Sebbene una cifra del genere non possa minimamente scalfire la liquidità di cui dispone Google, tuttavia è giusto multare BigG quando sbaglia. Considerando che negli USA esiste il sistema del precedente, sosteniamo con forza la motivazione dei giudici americani nel difendere il diritto sacrosanto alla privacy. In questo caso si tratta appunto di una privacy violata da Google Street View in maniera sistematica, carpendo dati sensibili di molti utenti.
I fatti oggetto del processo risalgono al 2010, quando le auto che mappavano le strade di 30 nazioni per conto di Google in vista dell’aggiornamento di Maps. Durante l’operazione le auto registravano anche i dati dei sistemi WiFi non protetti degli ignari cittadini.
Google ha raccolto pertanto una mole enorme di informazioni, dati sensibili, numeri di carta di credito e chiavi d’accesso a sistemi bancari.
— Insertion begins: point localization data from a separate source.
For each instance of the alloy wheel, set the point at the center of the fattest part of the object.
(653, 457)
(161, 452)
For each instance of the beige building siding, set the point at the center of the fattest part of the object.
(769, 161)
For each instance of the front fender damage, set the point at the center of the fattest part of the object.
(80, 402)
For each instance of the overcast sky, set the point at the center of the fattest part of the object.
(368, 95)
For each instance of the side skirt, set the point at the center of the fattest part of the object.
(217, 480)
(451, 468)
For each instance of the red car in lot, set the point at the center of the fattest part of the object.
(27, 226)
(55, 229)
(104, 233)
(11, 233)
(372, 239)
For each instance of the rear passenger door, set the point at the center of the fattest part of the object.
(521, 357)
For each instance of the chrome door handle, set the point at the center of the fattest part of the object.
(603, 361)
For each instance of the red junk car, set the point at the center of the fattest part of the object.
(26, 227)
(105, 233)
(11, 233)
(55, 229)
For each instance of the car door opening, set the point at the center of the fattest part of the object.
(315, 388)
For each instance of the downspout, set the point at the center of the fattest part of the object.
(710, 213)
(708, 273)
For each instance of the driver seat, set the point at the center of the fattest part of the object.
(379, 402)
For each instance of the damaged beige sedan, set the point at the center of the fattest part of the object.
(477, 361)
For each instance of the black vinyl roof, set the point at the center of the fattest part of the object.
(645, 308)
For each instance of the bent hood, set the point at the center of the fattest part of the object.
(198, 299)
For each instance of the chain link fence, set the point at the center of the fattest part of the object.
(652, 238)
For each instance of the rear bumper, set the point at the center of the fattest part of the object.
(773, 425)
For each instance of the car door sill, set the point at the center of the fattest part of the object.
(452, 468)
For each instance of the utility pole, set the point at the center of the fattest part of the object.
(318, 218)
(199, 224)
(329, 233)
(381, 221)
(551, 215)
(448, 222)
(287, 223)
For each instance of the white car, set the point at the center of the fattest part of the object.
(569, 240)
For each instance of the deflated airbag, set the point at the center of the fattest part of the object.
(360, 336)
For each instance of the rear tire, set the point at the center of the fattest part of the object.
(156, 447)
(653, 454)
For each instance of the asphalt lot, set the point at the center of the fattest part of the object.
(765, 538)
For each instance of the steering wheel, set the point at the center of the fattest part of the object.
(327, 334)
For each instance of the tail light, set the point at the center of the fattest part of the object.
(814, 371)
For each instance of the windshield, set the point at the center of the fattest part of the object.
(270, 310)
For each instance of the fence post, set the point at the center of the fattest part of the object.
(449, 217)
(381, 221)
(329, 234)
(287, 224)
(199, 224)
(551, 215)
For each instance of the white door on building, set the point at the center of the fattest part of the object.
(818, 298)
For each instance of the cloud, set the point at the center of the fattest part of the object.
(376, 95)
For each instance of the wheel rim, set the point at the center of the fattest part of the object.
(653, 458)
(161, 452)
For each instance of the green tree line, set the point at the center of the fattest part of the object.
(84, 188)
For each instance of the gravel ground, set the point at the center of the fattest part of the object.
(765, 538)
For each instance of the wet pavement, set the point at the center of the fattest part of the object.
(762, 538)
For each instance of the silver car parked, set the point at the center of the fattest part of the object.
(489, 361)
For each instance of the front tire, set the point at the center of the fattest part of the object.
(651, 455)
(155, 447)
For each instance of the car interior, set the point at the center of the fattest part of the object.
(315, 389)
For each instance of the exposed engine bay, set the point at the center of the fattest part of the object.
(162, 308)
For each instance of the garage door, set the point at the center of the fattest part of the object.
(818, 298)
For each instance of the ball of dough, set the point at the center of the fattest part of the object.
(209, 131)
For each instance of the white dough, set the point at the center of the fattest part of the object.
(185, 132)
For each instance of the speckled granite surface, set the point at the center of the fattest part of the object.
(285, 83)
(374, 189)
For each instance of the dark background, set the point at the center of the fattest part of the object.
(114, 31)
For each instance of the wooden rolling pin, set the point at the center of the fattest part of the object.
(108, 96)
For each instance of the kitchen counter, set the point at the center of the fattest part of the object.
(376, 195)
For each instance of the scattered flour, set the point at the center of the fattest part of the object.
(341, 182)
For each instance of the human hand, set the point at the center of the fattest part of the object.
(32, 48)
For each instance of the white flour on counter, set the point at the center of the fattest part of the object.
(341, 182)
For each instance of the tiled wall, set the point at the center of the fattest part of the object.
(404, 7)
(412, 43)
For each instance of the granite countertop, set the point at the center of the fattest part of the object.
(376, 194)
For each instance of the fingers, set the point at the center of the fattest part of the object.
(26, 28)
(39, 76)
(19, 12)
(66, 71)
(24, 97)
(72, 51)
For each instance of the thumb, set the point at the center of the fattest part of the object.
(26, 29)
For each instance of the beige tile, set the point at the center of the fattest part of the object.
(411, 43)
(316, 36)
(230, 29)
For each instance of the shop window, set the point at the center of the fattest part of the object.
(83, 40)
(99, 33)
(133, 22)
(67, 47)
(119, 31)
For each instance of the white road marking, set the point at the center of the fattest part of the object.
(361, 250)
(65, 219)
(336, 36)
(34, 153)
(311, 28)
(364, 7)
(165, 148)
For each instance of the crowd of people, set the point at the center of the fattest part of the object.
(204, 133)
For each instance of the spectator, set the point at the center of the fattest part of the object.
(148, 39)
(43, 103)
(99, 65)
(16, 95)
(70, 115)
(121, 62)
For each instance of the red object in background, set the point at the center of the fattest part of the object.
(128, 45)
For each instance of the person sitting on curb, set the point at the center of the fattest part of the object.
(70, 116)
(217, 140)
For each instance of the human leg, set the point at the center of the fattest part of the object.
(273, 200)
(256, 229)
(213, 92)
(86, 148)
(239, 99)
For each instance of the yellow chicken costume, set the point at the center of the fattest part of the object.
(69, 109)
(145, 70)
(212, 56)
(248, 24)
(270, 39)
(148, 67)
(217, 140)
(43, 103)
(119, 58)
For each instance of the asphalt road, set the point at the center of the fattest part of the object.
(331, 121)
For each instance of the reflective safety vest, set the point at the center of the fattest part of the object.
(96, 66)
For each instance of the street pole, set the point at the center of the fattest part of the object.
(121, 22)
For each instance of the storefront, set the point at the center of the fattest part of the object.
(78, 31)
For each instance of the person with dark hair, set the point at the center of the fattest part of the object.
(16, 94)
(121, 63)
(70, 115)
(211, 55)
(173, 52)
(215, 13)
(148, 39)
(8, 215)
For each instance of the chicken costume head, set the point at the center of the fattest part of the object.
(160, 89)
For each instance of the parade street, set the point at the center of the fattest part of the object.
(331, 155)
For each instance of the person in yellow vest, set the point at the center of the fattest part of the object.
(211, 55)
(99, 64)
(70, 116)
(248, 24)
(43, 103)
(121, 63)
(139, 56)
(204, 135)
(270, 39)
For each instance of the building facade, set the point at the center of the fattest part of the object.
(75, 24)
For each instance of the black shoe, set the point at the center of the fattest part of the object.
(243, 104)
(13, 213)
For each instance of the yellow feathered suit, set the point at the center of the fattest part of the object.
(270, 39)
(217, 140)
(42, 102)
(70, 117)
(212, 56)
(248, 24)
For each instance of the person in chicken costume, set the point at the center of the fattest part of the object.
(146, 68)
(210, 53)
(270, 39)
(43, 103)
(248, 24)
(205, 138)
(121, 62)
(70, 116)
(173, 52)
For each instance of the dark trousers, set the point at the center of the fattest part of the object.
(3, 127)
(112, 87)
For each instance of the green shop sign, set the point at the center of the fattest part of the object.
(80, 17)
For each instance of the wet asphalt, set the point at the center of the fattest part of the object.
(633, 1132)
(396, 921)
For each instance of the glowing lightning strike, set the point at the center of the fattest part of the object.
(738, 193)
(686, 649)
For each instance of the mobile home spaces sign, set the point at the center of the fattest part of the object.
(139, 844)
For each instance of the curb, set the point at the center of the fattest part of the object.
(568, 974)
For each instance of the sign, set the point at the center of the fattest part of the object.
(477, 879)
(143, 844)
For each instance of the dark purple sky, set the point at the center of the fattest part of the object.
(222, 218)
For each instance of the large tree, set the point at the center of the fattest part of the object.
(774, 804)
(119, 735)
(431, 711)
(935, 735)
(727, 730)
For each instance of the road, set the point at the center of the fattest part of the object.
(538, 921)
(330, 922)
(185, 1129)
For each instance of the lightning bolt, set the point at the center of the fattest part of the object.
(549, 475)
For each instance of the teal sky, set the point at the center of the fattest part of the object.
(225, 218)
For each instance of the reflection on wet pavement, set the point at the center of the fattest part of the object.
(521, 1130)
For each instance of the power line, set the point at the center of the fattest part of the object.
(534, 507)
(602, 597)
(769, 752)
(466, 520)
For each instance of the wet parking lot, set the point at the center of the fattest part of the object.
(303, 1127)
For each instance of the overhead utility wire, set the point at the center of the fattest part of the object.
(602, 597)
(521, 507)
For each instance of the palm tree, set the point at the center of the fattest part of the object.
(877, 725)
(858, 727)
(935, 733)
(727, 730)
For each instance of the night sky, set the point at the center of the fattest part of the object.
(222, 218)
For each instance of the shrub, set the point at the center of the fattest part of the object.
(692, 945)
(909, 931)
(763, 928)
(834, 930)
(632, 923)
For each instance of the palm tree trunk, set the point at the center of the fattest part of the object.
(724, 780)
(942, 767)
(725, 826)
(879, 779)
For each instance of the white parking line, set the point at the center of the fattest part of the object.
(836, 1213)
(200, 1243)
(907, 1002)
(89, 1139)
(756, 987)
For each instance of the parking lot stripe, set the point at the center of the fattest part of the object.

Quando alcuni utenti se ne sono resi conto, è partita una class action nei confronti di Google
, il quale nei giorni scorsi si è accordato con i giudici per risarcire una ventina di persone promotrici dell’azione legale con 13 milioni di dollari. In più, Google ha dovuto promettere di impegnarsi contestualmente alla cancellazione di tutti i dati privati raccolti con il cosiddetto sistema di Street View.In futuro, il colosso di Mountain View dovrà infine assicurare che non carpirà più in alcun modo informazioni riservate senza il consenso dei cittadini. Di per sé, questa sentenza crea un precedente storico nella difesa della privacy dei cittadini, troppo spesso vessati da profilazioni sul web in base ai dati che vari siti raccolgono senza che loro lo sappiano coscientemente.